Dinner was, as was becoming custom, delicious, and I decided to keep the conversation light through it, wanting to preserve that place as only one of happy memories. When we finished and headed to the lot where the store used to stand, Melanie’s breath hitched when she saw that all the walls had come down. There was only a little rubble left of the original walls, foundation pieces that were still in place and would come down tomorrow. The floor had been emptied and cleaned out, all the materials inside either donated or tossed. Only flooring still remained, checkerboard tile in some areas and the beige concrete flooring elsewhere. All that would have to come up too.

“It’s so weird seeing it like this,” she said as we walked through what used to be the front door and was now just a lip where the concrete rose higher than in other places.

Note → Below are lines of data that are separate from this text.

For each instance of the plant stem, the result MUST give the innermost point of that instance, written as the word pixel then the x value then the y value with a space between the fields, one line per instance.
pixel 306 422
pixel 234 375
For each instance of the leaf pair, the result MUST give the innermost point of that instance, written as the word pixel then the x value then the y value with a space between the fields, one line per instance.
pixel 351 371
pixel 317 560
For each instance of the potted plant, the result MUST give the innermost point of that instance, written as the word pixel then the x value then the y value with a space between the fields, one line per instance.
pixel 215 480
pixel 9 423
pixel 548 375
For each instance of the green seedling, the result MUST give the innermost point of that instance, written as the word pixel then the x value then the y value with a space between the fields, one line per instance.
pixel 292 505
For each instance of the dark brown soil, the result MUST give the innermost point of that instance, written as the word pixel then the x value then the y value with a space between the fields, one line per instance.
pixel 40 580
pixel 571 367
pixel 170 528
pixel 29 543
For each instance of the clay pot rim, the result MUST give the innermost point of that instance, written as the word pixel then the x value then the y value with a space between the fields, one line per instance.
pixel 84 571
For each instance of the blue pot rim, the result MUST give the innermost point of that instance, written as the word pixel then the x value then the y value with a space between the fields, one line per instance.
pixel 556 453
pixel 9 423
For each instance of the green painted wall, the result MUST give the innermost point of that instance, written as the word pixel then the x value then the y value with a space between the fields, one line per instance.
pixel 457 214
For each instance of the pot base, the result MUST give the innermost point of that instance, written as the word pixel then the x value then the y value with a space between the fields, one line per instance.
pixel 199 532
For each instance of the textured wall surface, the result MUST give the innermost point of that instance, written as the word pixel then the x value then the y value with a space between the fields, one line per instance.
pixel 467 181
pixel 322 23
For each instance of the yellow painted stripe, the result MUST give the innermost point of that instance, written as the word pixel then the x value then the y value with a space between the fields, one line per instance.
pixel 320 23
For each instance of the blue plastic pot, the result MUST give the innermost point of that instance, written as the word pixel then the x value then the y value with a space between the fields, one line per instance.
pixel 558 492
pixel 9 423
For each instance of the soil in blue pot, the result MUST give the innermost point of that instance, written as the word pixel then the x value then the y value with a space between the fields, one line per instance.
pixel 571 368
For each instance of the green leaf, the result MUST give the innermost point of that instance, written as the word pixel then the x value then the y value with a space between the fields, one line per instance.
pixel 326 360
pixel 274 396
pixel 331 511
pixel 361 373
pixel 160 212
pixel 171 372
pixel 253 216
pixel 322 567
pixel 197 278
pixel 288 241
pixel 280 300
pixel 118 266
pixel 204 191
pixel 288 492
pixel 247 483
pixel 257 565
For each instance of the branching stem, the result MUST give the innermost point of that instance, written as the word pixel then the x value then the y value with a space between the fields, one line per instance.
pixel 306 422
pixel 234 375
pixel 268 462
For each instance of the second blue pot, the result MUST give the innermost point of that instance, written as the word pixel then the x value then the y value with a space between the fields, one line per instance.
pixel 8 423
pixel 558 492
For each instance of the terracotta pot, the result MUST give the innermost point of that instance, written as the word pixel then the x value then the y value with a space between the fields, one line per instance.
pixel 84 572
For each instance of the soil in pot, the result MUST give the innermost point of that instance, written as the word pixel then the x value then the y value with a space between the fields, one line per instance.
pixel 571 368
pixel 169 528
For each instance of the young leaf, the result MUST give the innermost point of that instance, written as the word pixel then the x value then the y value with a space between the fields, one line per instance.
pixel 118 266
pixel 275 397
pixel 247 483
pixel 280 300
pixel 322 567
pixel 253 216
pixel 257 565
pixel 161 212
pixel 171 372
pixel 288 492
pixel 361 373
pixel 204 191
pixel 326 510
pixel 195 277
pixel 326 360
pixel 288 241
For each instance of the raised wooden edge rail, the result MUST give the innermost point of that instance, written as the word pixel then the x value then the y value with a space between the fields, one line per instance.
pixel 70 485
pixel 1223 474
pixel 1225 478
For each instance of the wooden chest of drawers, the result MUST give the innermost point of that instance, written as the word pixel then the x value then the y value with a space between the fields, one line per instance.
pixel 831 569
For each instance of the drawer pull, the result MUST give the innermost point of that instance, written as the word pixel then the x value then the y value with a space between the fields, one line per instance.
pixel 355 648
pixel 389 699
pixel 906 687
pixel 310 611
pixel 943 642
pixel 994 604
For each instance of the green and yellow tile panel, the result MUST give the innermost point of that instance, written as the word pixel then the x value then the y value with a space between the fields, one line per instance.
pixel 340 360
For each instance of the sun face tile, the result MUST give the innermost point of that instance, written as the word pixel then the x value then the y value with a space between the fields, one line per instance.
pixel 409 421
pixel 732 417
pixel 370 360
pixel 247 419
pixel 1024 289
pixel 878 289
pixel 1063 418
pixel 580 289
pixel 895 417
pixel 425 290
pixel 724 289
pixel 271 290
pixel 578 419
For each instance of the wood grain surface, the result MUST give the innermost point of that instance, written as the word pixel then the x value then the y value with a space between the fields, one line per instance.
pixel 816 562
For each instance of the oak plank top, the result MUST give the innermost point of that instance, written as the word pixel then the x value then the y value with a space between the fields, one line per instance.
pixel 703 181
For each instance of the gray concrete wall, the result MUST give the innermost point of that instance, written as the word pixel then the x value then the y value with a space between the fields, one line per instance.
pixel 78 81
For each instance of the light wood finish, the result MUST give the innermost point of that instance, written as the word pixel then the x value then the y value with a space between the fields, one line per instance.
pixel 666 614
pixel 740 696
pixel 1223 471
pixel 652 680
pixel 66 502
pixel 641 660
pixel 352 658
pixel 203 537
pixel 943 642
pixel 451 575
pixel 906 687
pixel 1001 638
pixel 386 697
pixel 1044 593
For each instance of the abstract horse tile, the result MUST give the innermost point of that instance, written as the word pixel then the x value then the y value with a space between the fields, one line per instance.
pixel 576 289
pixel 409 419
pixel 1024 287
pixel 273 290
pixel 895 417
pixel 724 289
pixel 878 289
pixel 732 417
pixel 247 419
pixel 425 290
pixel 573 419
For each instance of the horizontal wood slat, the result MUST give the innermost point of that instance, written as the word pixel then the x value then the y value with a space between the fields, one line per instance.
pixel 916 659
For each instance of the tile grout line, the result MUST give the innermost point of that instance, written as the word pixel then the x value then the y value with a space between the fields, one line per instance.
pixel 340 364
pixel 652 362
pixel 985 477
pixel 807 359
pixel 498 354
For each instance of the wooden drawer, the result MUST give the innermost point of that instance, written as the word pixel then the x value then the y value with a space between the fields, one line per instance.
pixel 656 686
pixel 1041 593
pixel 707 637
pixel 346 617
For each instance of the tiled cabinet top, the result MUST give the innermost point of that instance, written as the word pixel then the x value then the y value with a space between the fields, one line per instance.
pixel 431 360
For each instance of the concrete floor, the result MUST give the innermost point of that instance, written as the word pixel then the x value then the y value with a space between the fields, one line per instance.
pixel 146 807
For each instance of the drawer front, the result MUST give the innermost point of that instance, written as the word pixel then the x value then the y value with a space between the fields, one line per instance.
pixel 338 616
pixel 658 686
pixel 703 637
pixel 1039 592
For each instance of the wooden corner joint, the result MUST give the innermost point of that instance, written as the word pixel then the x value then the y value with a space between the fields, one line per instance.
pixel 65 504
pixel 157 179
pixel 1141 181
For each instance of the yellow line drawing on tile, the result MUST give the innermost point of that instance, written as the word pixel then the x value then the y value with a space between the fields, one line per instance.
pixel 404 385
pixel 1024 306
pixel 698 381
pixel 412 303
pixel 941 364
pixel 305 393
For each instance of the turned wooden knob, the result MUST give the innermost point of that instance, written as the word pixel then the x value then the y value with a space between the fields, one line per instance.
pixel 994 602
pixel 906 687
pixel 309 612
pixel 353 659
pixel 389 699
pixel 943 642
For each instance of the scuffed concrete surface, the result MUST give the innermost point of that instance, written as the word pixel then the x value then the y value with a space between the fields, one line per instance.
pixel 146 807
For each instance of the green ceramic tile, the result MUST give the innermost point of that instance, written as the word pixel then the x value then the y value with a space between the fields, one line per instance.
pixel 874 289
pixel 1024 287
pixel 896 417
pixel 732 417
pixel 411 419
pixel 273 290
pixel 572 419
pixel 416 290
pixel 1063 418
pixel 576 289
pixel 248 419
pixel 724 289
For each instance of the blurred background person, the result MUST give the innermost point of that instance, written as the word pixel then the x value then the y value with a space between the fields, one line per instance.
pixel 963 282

“It is,” I agreed. “But try to think of it not as a destruction of what was, but a new beginning. A starting point.”

“I’m trying,” she said. “I keep seeing possibilities. Things that I always thought we could do but didn’t have the space or the structure or, frankly, the money for.”

“Exactly,” I said. “Hold on to that.”

“I’m trying,” she said. “Like, for instance, right there.” She pointed at a corner that had previously been a section of home and beauty products. “What if we put the drive-through there for a pharmacy? Mark has said before that having a pharmacy in town would be great since Old Man Stevenson passed away last year. Right now, everyone has to either get them filled out of town or online.”

“It might require some extra licenses and permits, but I think we could get that done,” I said.

“And over here,” she said, a grin spreading across her lips and excitement filling her voice, “I was thinking we could have an in-store sandwich shop. Maybe even license it out to a local business so they can partner with us. I would love to be able to come into the store and smell fresh bread every day.”